Lewis Hamilton said he could not stop crying after he recovered from the “bottom of the barrel” to end his mammoth 945-day winless streak by claiming an emotional victory at Sunday’s British Grand Prix.

The Stevenage-born driver extended his record number of wins in front of his adoring home crowd to nine following a fascinating dry-wet-dry race in front of 164,000 spectators at Silverstone.

Remarkably, it marked the 39-year-old’s first victory in Formula One since he last triumphed in Saudi Arabia on December 5, 2021. Hamilton lost the ensuing round in Abu Dhabi – as Max Verstappen denied him a record eighth world crown in the most contentious race in the sport’s history.

Here, Hamilton admitted he battled with mental health issues in the wake of his 2021 championship defeat, and doubted if he would ever re-enter the winner’s circle.

After stepping out of his Mercedes machine, Hamilton embraced his father Anthony – the man who sent him on his road to glory. The hug lasted for nearly 20 seconds before the sobbing Briton removed his crash helmet and balaclava, and wiped away tears.

Hamilton then jumped over a barrier before lapping up the adulation of the record crowd draped in a Union flag.

Lewis Hamilton on his way to victory at SilverstoneLewis Hamilton on his way to victory at Silverstone (Image: PA)

“I am still crying,” he said, moments later. “There is no greater feeling than to finish at the front here. It is so tough for everyone. But the important thing is how you continue to get up and dig deep even when you feel like you’re at the bottom of the barrel.

“There have definitely been days since 2021 where I didn’t feel I was good enough or I would get back to where I am today but I have had great people around me and supporting me.”

Hamilton, who is leaving Mercedes to join Ferrari next season, then took to the podium as God Save The King rang around Silverstone.

Later, he was asked why he was so emotional.

“It is the adversity that we have gone through as a team, and the adversity that I have personally experienced,” he explained. “Those challenges to get out of bed every day and give it my best shot.

“There are so many times where you feel like you give it your best shot and it is just not good enough.

“We live in a time where mental health is such as serious issue and I am not going to lie, I have experienced that.

“When I came back in 2022 I honestly thought I was over it (Abu Dhabi 2021) and I wasn’t and it has taken a long time to heal that feeling and that is only natural for anyone that has had an experience like that.

“This is the longest stint that I have not had a win – 945 days – and the emotion that has accumulated over that time, could make this one of the most special victories for me, if not the most special one. I have never cried from a win before, it just came out of me.”

Hamilton started second, and took the lead from team-mate George Russell with a fine move at Stowe on lap 18.

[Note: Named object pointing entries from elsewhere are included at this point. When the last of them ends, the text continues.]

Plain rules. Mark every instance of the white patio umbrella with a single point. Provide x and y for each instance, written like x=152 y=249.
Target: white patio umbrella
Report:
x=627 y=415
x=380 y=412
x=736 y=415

But as the rain worsened, both Hamilton and Russell ran off the track at the beginning of the proceeding lap, with Norris moving ahead of Russell at Copse, and then Hamilton at Abbey on lap 20.

Norris’s McLaren team-mate Oscar Piastri was also on the move, driving round the outside of Russell at the Loop and heading into the Wellington Straight, before the Australian cleared Hamilton at Stowe.

Suddenly it was a McLaren one-two. Hamilton and Russell relegated to third and fourth respectively.

Verstappen, back in fifth and struggling, rolled the strategy dice to move to the intermediate tyres. Norris, Hamilton and Russell immediately switched to the wet rubber. As McLaren serviced Norris, Piastri was left out on dry tyres, and his afternoon as a contender was over.

On lap 33, Russell was told to retire the car from third place following a water leak failure with Norris seemingly on his way to victory.

But as the track dried out, Mercedes pulled Hamilton into the pits for slicks, and Verstappen, now up to third, stopped for dry rubber, too.

Norris was left out on old inters, and when he changed to dry tyres at the end of lap 40, his lead had been wiped out with Hamilton swooping into first place.

Hamilton then rolled back the years to take his 104th career win, with Verstappen demoting Norris to third.

“Get in there, Lewis,” yelled Hamilton’s race engineer, Peter Bonnington. “You are the man! You are the man! I have been waiting for this.”

Hamilton’s voice cracked as he replied: “Thank you so much, guys. It means a lot to get this one. I love you guys.”

Crying in his cockpit, Hamilton added: “I love you, Bono.”

Mercedes team principal Toto Wolff joined the radio love-in, saying: “We never give up and what a sign-off for our last race at the British Grand Prix. We couldn’t wish for anything better.”

Despite being on the back foot for much of the race, Verstappen managed to extend his championship lead over Norris to 84 points.